After their 1971 Synod on justice in the world, the bishops issued a statement in which they enumerated the many forms of injustice and oppression that afflict the human race. They then urged recognition of the declaration of human rights composed by the United Nations and made a plea for support of the United Nations in its peace efforts. They likewise asked for an increase of help by wealthy nations to the poor and developing nations. Then, as a remedy for the glorification of worldly possessions and the selfish individualism that are rampant in the world today, the bishops stated that “educational methods must be such as to teach men to live their lives in its entire reality and in accord with the evangelical principles of personal and social morality” (CU, III).
The 1987 Synod on the laity returned again to the question of proper formation and education in order to “bring to social structures and activities the spirit of the Gospel” (October 29, 1987). This, we repeat with Vatican Council II, is properly, though not exclusively, the area of lay apostolate. Some psychologists and sociologists have noted that men generally have a tendency to withdraw from social obligations. This has been noted by Pope John Paul II as well:
In reality, various sectors in the Church must lament the absence or the scarcity of the presence of lay men, some of whom abdicate their proper church responsibilities, allowing them to be filled only by women.
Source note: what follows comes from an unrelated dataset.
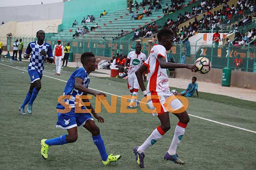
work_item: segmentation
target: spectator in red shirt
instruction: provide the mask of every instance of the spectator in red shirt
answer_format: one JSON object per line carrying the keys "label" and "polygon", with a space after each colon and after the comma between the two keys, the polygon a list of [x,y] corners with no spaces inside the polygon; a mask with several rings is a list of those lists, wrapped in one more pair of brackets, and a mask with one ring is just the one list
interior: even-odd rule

Such instances are participation in the liturgical prayer of the Church, education and, in particular, catechesis of their own sons and daughters and other children, presence at religious and cultural meetings, and collaboration in charitable and missionary initiatives.Therefore the coordinated presence of both men and women is to be pastorally urged so that the participation of the lay faithful in the salvific mission of the Church may be rendered more rich, complete and harmonious.
The most common and widespread way, and at the same time, fundamental way to assure this coordinated and harmonious presence of men and women in the life and mission of the Church, is the fulfillment of the tasks and responsibilities of the couple and the Christian family (CL, 52).
Looking at the world at the present time, we see some cultures that have abandoned religion and objective moral values or are using religious beliefs as a basis for war and the violation of human rights; some have rejected marriage and family as stable social institutions in the name of sensate gratification; others have placed the “rights” of animals above the rights of the unborn human person; still others have patterned their lives on the Marxist principle of economics, seeking only financial gain rather than being concerned with the good of society at large. The list could be prolonged, but that much is sufficient to challenge the Christian laity to shoulder the responsibility of working towards the construction of a healthy, virtuous society.